You don’t have to look far to find dramatic failures. Recently two big-name scientific publishing houses had to withdraw dozens upon dozens of nonsense papers — computer-generated gobbledygook that somehow passed the peer review process. If the process can’t catch such obvious fraud — a hoax the perpetrators probably thought wouldn’t work — it’s no wonder that so many scientists feel emboldened to sneak a plagiarized passage or two past the gatekeepers.
There’s a deeper structural issue: Major peer-review journals tend to accept big, surprising, headline-grabbing results when those are precisely the ones that are most likely to be wrong. Replications (and failed replications), and less-than-spectacular results are incredibly difficult to get published, even though these constitute the true spine of the scientific endeavor. When scientists are rewarded for producing flashy publications at a rapid pace, we can’t be surprised that fraud is occasionally the consequence.
Despite the artful passing of the buck by LaCour’s senior colleague and the editors of Science magazine, affairs like this are seldom truly the product of a single dishonest grad student.

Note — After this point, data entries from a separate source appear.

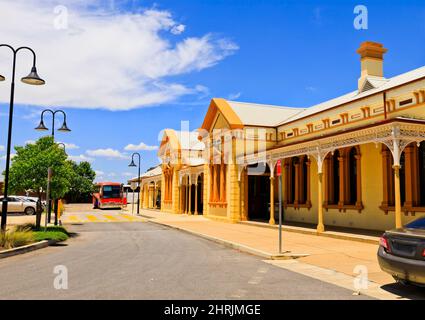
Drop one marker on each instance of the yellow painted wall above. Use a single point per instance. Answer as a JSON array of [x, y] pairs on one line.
[[371, 217]]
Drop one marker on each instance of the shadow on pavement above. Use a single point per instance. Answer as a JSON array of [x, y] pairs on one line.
[[405, 291]]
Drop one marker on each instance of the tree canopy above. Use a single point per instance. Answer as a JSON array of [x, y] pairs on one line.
[[28, 170], [81, 182]]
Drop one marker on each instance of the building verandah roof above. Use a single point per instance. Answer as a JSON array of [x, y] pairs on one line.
[[396, 134]]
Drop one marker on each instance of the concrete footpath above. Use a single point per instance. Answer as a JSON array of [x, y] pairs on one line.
[[334, 260]]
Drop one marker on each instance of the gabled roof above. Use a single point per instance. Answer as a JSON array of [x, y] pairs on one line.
[[221, 105], [352, 96], [181, 140], [153, 172], [240, 114]]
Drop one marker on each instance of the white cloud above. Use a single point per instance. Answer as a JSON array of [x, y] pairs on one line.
[[107, 153], [117, 61], [178, 29], [311, 89], [80, 158], [70, 146], [140, 146], [12, 155], [99, 173]]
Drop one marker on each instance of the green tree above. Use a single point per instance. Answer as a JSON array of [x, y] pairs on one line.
[[28, 170], [81, 182]]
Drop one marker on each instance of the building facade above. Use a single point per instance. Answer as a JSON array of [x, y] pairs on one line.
[[356, 161]]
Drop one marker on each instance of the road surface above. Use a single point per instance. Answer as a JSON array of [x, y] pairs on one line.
[[140, 260]]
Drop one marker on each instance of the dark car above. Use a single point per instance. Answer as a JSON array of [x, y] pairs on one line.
[[401, 253]]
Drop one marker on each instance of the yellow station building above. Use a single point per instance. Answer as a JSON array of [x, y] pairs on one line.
[[356, 161]]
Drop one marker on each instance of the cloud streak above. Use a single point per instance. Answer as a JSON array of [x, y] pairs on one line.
[[139, 147], [116, 61]]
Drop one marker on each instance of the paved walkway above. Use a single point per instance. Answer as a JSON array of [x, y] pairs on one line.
[[343, 256], [83, 213]]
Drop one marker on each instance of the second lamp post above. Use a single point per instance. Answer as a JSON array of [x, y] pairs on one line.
[[63, 128], [132, 164]]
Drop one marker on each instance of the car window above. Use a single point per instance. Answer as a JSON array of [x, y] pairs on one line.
[[417, 224]]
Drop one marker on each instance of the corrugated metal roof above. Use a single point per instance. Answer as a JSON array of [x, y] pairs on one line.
[[262, 114], [390, 83]]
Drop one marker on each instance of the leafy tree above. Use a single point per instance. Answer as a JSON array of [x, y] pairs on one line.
[[28, 170], [81, 182]]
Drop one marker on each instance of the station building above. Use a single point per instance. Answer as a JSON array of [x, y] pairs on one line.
[[356, 161]]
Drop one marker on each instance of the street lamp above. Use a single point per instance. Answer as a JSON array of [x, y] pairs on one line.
[[132, 164], [42, 127], [63, 146], [34, 79]]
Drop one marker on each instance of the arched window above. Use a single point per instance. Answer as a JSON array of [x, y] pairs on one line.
[[293, 174], [334, 196], [421, 154], [402, 178], [304, 180], [297, 182], [352, 181]]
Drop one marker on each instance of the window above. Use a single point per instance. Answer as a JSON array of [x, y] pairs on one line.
[[417, 224], [421, 163], [412, 179], [353, 177], [343, 179], [297, 182]]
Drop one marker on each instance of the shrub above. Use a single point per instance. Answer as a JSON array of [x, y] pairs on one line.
[[14, 238], [50, 235]]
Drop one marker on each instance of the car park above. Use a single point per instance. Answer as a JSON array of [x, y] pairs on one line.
[[16, 204], [401, 253]]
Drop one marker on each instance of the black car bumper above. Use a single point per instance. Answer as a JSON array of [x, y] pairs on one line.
[[402, 268]]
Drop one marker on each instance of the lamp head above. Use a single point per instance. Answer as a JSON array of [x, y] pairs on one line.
[[41, 126], [132, 164], [64, 128], [33, 78]]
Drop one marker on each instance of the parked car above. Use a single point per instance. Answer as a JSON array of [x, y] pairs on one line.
[[32, 199], [20, 205], [401, 253]]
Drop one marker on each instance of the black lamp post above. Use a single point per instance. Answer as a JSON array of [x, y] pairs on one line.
[[132, 164], [42, 127], [32, 79], [63, 146], [64, 128]]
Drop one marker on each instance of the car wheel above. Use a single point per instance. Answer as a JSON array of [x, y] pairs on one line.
[[402, 281], [29, 211]]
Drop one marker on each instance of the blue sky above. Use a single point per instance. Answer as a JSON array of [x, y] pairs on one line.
[[292, 53]]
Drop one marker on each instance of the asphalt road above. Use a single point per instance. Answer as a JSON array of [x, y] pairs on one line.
[[140, 260]]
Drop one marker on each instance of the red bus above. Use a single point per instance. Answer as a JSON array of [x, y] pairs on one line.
[[108, 195]]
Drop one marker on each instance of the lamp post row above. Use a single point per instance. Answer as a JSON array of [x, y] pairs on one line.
[[32, 79], [64, 128], [132, 164]]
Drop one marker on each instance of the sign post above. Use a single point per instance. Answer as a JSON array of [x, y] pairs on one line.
[[279, 176]]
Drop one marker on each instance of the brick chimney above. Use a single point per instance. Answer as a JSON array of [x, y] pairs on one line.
[[372, 62]]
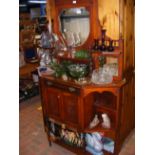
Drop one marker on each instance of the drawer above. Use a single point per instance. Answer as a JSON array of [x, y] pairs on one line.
[[70, 89], [72, 2]]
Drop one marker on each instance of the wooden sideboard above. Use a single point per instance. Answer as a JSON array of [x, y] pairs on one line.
[[74, 105]]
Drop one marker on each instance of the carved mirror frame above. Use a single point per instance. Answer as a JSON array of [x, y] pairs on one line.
[[91, 6]]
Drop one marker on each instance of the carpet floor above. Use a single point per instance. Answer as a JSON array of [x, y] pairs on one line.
[[33, 139]]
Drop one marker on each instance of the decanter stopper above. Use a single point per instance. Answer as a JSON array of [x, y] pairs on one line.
[[106, 121]]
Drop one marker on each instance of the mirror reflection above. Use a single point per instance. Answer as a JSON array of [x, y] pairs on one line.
[[75, 25]]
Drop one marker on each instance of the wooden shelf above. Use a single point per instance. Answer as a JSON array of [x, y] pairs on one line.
[[76, 60], [115, 53], [110, 133], [105, 107], [78, 151]]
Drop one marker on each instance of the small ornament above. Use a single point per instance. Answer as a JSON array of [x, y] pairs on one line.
[[106, 121], [110, 47], [94, 122]]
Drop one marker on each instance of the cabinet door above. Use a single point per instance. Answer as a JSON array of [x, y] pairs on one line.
[[70, 109], [54, 103]]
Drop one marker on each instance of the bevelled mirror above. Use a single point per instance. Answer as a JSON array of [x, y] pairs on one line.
[[74, 24]]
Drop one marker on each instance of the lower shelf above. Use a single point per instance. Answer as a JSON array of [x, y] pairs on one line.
[[78, 151], [106, 132]]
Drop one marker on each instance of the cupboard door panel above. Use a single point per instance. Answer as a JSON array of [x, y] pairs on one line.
[[70, 108], [53, 103]]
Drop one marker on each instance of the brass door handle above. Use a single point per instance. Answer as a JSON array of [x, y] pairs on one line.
[[71, 89]]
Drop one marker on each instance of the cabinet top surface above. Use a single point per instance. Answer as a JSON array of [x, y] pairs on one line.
[[83, 85]]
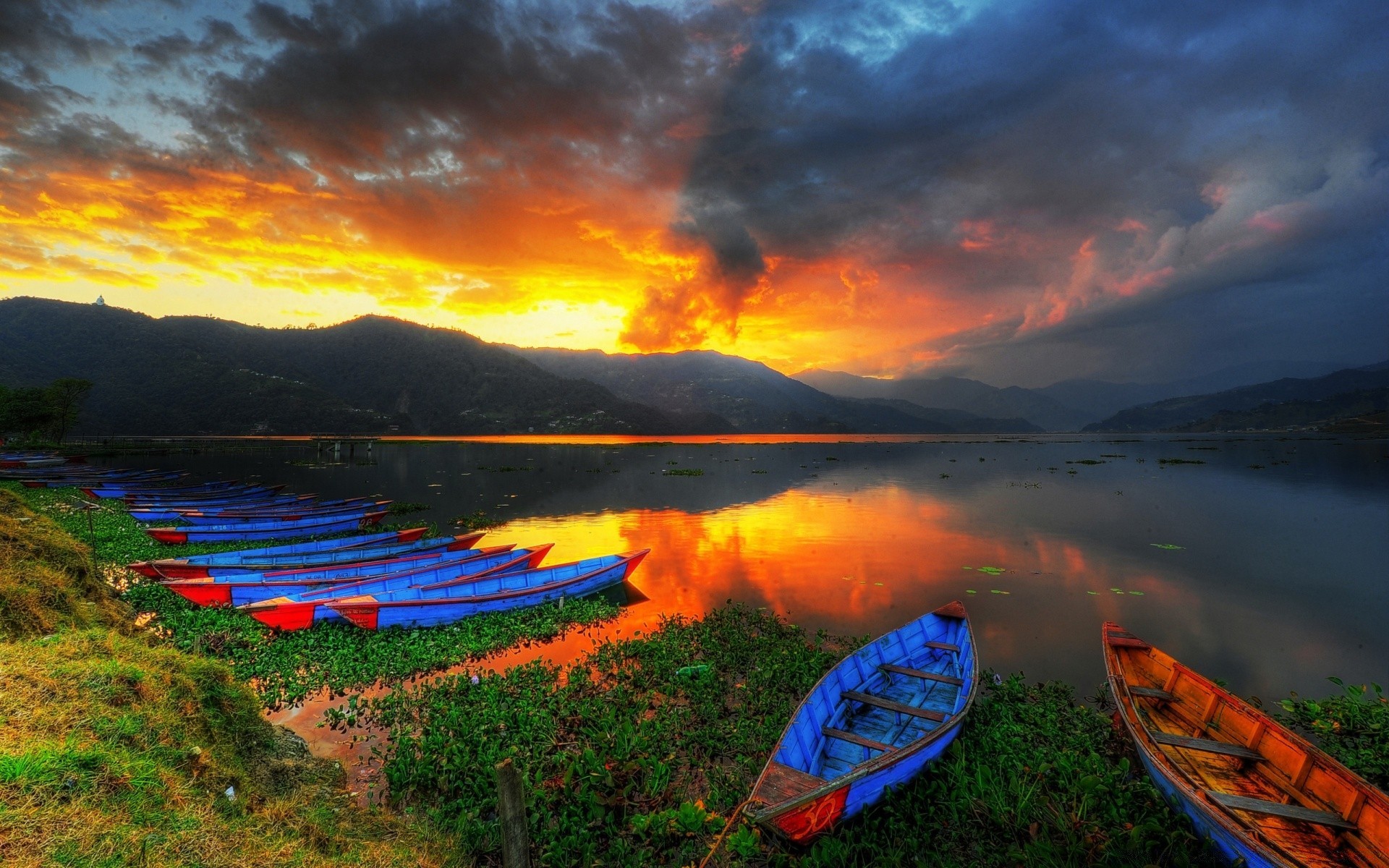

Scientific publishers and veteran scientists — even when they don’t take an active part in deception — must recognize that they are ultimately responsible for the culture producing the steady drip-drip-drip of falsification, exaggeration and outright fabrication eroding the discipline they serve.
Charles Seife is a professor of journalism at NYU. His most recent book, “Virtual Unreality,” is about deception in the digital world.